Pairwise learning

In pairwise learning, each training instance is a (query, positive document, negative document) triplet. The model learns to rank the positive document above the negative one, typically optimised with a margin-based or cross-entropy loss.

Trainer

XPM Configxpmir.letor.trainers.pairwise.PairwiseTrainer(*, hooks, model, sampler, batch_size, num_workers, lossfn)[source]

Bases: LossTrainer

Pairwise trainer uses samples of the form (query, positive, negative)

hooks: List[xpm_torch.trainers.context.TrainingHook] = []

Hooks for this trainer: this includes the losses, but can be adapted for other uses The specific list of hooks depends on the specific trainer

model: xpm_torch.module.Module

If the model to optimize is different from the model passsed to Learn, this parameter can be used – initialization is still expected to be done at the learner level

batcher: xpm_torch.batchers.Batchergenerated

How to batch samples together

sampler: xpm_torch.base.Sampler

The sampler to use

batch_size: int = 16

Number of samples per batch

num_workers: int = 2

Number of DataLoader workers

lossfn: xpm_torch.losses.pairwise.PairwiseLoss

The loss function

Samplers

Samplers produce pairwise training triplets from different data sources (model scores, pre-computed files, or in-batch negatives).

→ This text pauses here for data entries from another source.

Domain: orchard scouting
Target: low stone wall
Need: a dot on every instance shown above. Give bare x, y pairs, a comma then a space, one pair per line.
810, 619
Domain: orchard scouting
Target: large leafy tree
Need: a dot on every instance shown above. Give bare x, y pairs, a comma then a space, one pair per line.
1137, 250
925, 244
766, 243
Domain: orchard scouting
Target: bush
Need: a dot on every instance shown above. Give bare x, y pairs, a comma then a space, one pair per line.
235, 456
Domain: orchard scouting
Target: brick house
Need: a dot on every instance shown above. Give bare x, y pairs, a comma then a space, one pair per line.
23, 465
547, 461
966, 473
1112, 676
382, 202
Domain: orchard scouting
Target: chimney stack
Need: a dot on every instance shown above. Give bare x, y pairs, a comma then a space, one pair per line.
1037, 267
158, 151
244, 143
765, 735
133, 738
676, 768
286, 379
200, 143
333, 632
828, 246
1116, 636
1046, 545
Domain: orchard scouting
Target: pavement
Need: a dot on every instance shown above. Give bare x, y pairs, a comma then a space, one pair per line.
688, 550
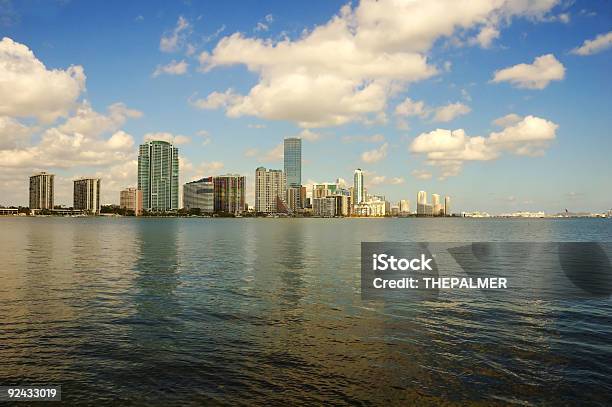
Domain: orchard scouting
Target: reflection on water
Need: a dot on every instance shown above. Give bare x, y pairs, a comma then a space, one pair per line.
157, 311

XPM Configxpmir.letor.samplers.PairwiseModelBasedSampler(*, dataset, retriever)[source]

Bases: ModelBasedSampler, Sampler[PairwiseItem]

A pairwise sampler based on a retrieval model

dataset: datamaestro_ir.data.Adhoc

The IR adhoc dataset

retriever: xpmir.rankers.retriever.Retriever

A retriever to sample negative documents

XPM Configxpmir.letor.samplers.TripletBasedSampler(*, source)[source]

Bases: Sampler[PairwiseItem]

Sampler based on a triplet source

source: datamaestro_ir.data.TrainingTriplets

Triplets

XPM Configxpmir.letor.samplers.PairwiseDatasetTripletBasedSampler(*, documents, dataset, negative_algo)[source]

Bases: Sampler[PairwiseItem]

Sampler based on a dataset where each query is associated with (1) a set of relevant documents (2) negative documents, where each negative is sampled with a specific algorithm

documents: datamaestro_ir.data.DocumentStore

The document store

dataset: datamaestro_ir.data.PairwiseSampleDataset

The dataset which contains the generated queries with its positives and negatives

negative_algo: str = random

The algo to sample the negatives, default value is random

XPM Configxpmir.letor.samplers.PairwiseInBatchNegativesSampler(*, sampler)[source]

Bases: Sampler[BatchwiseItems]

An in-batch negative sampler constructured from a pairwise one

sampler: xpm_torch.base.Sampler[xpmir.letor.records.PairwiseItem]

The base pairwise sampler

XPM Configxpmir.letor.samplers.PairwiseSamplerFromTSV(*, pairwise_samples_path)[source]

Bases: Sampler[PairwiseItem]

pairwise_samples_path: path

The path which stores the existing triplets

XPM Taskxpmir.letor.samplers.ModelBasedHardNegativeSampler(*, dataset, retriever)[source]

Bases: Task, Sampler

Submit type: datamaestro_ir.data.PairwiseSampleDataset

Retriever-based hard negative sampler

dataset: datamaestro_ir.data.Adhoc

The dataset which contains the topics and assessments

retriever: xpmir.rankers.retriever.Retriever

The retriever to score of the document wrt the query

hard_negative_samples: pathgenerated

Path to store the generated hard negatives

Dataset types

Pre-computed pairwise datasets stored as JSONL or TSV files.

XPM Configxpmir.letor.samplers.JSONLPairwiseSampleDataset(*, id, path)[source]

Bases: PairwiseSampleDataset

Transform a JSONL file to a pairwise dataset.

General format:

{
    "queries": ["str", "str"],
    "pos_ids": ["id", "id"],
    "neg_ids": {
        "bm25": ["id", "id"],
        "random": ["id", "id"]
    }
}
id: str

The unique (sub-)dataset ID

path: path

The path to the Jsonl file

XPM Configxpmir.letor.samplers.TSVPairwiseSampleDataset(*, id, hard_negative_samples_path)[source]

Bases: PairwiseSampleDataset

Read the pairwise sample dataset from a tsv file

id: str

The unique (sub-)dataset ID

hard_negative_samples_path: path

The path which stores the existing ids

Adapters

XPM Configxpmir.letor.samplers.adapters.SamplerAdapter(*, sampler, processors, buffer_size)[source]

Bases: Sampler[SampleT]

Wraps a sampler with processors that transform its output.

The adapter takes an input Sampler and applies a chain of RecordsProcessors to transform the samples.

sampler: xpm_torch.base.Sampler
processors: List[xpmir.letor.processors.RecordsProcessor]
buffer_size: int = 64

Processors

XPM Configxpmir.letor.processors.StoreHydrator(*, documentstore, querystore)[source]

Bases: DocumentsProcessor[DocIn, QueryIn, DocOut], QueriesProcessor[DocIn, QueryIn, QueryOut]

Hydrates ID-only records with text from document/query stores.

When documentstore is set, documents are hydrated via documents_ext(). When querystore is set, queries are hydrated via store lookup. For documents with ScoredItem, the score is preserved via ScoredDocument.

documentstore: datamaestro_ir.data.DocumentStore
querystore: xpmir.datasets.adapters.TextStore